Summary. The paper discusses strategies (mostly on partitioning models across different GPUs) and considerations (mostly on avoiding commutations between GPUs) that enables distributed training of an extremely large language models by contemporary standards (8 billion parameters). This work influenced training system designs for recent large language models.
- Model-system co-design. Often in the case of ML/DL models, modifications that are inconsequential to model accuracy/quality can have profound implications on system performance. It’s instrumental to co-design both model architecture and underlying hardware/software systems. However, one problem is that the evaluation of model architecture modification can be extremely slow, especially in the case of large language models. How can we swiftly evaluate model architecture modifications? One possible solution is to study the effect of architectural modification on only small models, and rely on scaling laws to extrapolate their influence on larger ones.
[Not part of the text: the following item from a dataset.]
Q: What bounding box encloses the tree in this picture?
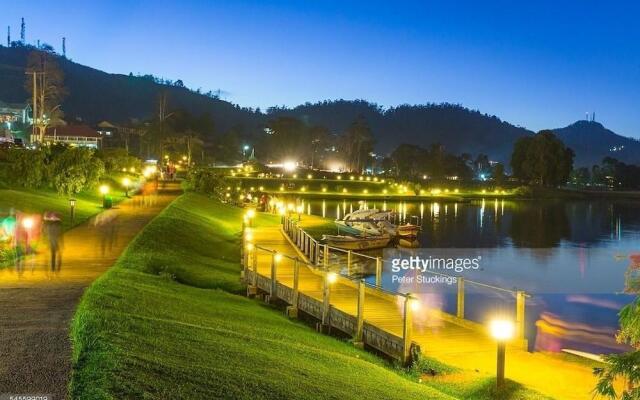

- Halide for distributed training exploration. This paper explores several dimensions of system optimization: parallelism strategy (model v.s. data), locality of computation (avoiding inter-GPU communication) and redundant computation (layernorm and dropout). The problem is not unlike the one Halide/TVM aims to tackle. Perhaps adapting Halide to help rapidly design and experiment with distributed training strategies will be beneficial.
- Model size limit. We infer that this paper uses model parallelism within a single node of 8 GPUs, but data parallelism across nodes. One may wonder whether this sharding strategy puts a limit on the largest model it can train (the limit being that the model must fit within single node, which is roughly 40GB * 8 = 320GB for a reasonably SOTA A100 GPU setup). We think this is more than enough because [1] shows that a lot of large language models today do not have the optimal model size/dataset size ratio, and a 70B parameter model (takes up 140GB memory in fp16) can significantly outperform even 500B parameter model given the right amount of data. So given a fixed amount of data available to train language models, their size is unlikely to grow to an extent that cross-node model parallelism is needed.
- LayerNorm placement. This paper notes that when scaling the size of BERT model past a certain threshold, training instabilities occur. This issue can be resolved by placing the layer normalization module inside the residual connection — meaning that layer normalization can be skipped via residual connection if desired. This observation reminds us of the line of work that discusses outlier features in large language models associated with layer normalization.
- Training Compute-Optimal Large Language Models, NeurIPS 2022.
- BERT Busters: Outlier Dimensions that Disrupt Transformers, ACL 2021.